Niklas Schak
Man Eats Fish alias Niklas Schak is focused around tension between fiction and reality. Man eats fish works combined visual art, felt recordings, music and animation. He is educated in the Danish music conservatorium in film composition and has studied abstract sound texture, classical piano, composition and instrumentation. Based in Copenhagen Denmark Niklas Schak has under the pseudonym “Great Music” composed score music for more than 60 film and modern dance theatre since 2003, together with Tin Soheili.
Recollective
Recollective is my first release under the pseudonym “Man Eats Fish”. The work is characterized by concrete sounds with a lot presence, combined with abstract electronic texture and newly written and recorded works for string quartet. Lost memories are the main theme that’s being processed on Recollective and through music, sound and visualization I prepare the emotion of lost memories. On the track “Duality” I worked with the sentence, “I don’t remember being born but I have seen it on YouTube”. The track “Duality” might be the sound of my mother given birth to me.
On the track “Corridor Slow” I worked with time, in a philosophical context and the change of time. I wrote a 3 min piece for string quartet and extended the duration for the piece to last for 10 min. In the process I realised that the expanded time, creates a new sonic texture and depth that washed in the original piece.
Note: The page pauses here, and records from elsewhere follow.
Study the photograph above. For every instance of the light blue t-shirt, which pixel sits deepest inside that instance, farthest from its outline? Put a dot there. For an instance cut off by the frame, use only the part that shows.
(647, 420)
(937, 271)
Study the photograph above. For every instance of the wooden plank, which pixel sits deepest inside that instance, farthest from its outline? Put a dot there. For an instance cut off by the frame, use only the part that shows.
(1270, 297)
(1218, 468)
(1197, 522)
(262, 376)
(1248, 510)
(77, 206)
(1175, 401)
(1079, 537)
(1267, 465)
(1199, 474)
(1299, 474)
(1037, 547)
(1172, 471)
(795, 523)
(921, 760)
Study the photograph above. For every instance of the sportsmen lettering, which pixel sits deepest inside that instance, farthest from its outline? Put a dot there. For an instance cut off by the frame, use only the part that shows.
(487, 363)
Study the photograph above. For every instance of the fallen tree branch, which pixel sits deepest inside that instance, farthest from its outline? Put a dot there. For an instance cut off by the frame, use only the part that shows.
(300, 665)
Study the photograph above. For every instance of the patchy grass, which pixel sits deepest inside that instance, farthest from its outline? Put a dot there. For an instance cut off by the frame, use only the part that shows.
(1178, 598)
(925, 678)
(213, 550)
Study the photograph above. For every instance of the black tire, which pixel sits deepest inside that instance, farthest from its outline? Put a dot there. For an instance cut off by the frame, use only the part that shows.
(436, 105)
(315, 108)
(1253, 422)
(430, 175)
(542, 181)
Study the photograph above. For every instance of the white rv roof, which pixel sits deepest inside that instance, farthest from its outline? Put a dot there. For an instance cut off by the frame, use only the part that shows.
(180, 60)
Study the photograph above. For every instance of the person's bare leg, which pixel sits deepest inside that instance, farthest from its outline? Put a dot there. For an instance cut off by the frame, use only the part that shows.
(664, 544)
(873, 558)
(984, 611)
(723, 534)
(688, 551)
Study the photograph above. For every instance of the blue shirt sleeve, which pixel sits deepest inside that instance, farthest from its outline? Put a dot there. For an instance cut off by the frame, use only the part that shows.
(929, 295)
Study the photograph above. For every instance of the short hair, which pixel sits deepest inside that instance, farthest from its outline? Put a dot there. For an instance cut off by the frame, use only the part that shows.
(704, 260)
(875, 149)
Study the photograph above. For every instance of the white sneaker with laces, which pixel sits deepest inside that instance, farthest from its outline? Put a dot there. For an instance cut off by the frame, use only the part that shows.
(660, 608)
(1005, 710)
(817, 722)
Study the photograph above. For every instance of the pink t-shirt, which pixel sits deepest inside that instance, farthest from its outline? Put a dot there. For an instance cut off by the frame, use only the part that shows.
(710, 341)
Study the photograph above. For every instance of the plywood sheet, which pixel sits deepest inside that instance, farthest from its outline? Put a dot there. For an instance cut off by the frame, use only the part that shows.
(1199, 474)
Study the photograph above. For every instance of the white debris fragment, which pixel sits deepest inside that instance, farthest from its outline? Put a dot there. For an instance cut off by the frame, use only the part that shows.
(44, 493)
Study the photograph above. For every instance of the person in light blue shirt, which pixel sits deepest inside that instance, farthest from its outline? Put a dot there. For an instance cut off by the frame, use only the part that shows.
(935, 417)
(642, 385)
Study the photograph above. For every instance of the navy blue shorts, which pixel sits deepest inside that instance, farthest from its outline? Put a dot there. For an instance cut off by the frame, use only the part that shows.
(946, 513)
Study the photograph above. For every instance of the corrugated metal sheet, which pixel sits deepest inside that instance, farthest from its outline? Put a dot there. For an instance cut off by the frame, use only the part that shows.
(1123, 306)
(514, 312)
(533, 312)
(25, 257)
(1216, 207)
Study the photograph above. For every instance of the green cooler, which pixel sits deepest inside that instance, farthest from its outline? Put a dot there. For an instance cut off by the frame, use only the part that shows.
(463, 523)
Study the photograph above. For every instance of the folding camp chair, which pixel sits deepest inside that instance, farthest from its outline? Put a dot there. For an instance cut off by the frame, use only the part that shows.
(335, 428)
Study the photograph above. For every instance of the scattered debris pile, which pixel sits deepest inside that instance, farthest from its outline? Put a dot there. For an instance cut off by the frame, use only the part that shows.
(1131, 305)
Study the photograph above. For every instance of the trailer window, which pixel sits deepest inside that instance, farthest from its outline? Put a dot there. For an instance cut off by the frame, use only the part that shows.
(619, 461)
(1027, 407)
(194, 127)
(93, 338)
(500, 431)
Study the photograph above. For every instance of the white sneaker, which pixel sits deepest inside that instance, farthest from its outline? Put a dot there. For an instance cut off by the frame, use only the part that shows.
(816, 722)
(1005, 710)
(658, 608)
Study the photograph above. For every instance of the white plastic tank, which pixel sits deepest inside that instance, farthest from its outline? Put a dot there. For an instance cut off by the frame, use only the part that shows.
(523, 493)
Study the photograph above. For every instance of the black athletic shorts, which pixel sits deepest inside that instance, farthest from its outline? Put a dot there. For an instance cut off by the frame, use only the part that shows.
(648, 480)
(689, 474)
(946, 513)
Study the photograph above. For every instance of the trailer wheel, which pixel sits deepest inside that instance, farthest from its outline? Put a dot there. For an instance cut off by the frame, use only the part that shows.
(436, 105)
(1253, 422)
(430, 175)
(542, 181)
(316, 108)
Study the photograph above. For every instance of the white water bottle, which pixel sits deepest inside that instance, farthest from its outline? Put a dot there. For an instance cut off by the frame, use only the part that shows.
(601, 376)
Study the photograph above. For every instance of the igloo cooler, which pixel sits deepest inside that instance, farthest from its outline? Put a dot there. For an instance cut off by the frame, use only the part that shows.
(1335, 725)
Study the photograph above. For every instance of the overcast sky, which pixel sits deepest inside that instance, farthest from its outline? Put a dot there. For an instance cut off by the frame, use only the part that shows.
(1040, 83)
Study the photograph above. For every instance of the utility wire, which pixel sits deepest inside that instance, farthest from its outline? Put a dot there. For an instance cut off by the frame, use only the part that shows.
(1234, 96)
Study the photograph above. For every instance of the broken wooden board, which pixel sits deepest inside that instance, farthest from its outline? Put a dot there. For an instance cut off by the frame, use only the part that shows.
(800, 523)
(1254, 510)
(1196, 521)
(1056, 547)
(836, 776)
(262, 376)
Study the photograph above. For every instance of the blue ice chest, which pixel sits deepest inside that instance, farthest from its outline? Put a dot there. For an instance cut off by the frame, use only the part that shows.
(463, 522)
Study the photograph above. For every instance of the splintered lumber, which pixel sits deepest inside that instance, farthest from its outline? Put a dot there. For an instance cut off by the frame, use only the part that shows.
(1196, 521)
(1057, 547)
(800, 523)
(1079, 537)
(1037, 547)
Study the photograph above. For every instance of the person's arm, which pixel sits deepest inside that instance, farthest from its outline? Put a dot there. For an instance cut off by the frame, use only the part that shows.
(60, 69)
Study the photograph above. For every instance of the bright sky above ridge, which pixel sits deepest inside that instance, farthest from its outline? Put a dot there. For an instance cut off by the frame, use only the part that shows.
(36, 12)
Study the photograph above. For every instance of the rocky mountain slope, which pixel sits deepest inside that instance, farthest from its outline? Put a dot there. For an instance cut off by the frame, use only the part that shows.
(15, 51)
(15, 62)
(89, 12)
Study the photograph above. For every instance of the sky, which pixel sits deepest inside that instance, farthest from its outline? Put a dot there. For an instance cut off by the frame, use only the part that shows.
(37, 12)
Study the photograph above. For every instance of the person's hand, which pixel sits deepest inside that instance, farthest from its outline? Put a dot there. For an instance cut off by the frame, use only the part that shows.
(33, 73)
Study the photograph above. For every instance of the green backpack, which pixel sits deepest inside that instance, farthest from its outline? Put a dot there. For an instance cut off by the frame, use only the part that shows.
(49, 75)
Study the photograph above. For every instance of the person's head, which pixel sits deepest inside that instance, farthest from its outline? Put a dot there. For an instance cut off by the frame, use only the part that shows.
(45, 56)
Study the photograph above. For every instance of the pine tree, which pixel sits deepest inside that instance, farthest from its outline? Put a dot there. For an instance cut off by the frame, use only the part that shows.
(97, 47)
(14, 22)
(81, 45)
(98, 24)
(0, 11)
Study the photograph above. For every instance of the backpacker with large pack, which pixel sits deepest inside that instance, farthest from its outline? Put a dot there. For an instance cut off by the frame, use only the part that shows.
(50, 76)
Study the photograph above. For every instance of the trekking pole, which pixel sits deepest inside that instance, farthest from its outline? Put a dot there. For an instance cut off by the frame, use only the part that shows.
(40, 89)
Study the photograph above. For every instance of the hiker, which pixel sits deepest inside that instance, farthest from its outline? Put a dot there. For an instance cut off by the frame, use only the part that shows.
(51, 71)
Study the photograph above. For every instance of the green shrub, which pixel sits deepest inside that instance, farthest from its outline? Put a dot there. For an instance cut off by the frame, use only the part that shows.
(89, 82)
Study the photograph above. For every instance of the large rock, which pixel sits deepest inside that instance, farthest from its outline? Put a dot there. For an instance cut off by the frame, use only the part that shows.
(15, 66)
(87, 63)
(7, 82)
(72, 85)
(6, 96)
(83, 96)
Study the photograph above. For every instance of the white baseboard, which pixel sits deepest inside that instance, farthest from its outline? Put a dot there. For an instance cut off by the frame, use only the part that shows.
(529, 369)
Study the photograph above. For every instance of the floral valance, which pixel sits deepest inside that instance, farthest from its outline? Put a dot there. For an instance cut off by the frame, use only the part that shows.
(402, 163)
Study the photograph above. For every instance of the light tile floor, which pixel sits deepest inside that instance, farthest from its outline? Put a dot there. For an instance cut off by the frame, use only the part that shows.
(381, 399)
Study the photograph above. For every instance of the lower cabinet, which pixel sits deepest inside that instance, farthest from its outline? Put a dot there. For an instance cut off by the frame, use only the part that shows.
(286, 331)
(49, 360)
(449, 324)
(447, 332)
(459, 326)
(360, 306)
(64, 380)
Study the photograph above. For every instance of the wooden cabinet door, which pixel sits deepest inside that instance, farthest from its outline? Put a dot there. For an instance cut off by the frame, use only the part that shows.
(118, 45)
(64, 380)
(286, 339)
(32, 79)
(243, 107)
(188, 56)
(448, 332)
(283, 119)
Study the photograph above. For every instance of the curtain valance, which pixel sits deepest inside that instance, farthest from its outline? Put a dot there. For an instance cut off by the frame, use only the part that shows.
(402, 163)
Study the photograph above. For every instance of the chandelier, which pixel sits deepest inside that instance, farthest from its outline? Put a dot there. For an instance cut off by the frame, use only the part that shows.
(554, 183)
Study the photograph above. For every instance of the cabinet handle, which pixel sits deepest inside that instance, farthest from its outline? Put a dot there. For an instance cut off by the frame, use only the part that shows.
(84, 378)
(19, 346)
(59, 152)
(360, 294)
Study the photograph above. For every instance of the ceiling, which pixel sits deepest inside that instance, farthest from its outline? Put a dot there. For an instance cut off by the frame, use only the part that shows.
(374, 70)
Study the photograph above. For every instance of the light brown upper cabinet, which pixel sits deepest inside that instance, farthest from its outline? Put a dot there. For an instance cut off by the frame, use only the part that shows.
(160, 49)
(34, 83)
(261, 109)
In “Corridor Slow” I worked with the sentence, “what I realized as boy has a deeper meaning now as a man”.
AB056 | October 2014
Ambient Blog
Copenhagen-bases Niklas Schak has produced more than 60 film and (dance) theatre soundtracks, but this is his first release under the Man Eats Fish pseudonym.“Recollective”is contemporary Musique Concrête (with a surprising bright sound) combined with neo-classical string arrangements.“Concrete sounds with a lot of presence, combined with abstract electronic texture and newly written and recorded works for string quartet.”
“Lost memories” are the main theme of the album. And if these memories are not complétely lost they certainly do not reflect the reality of daily life any more…. it’s like walking around like Alice in a rather weird wonderland.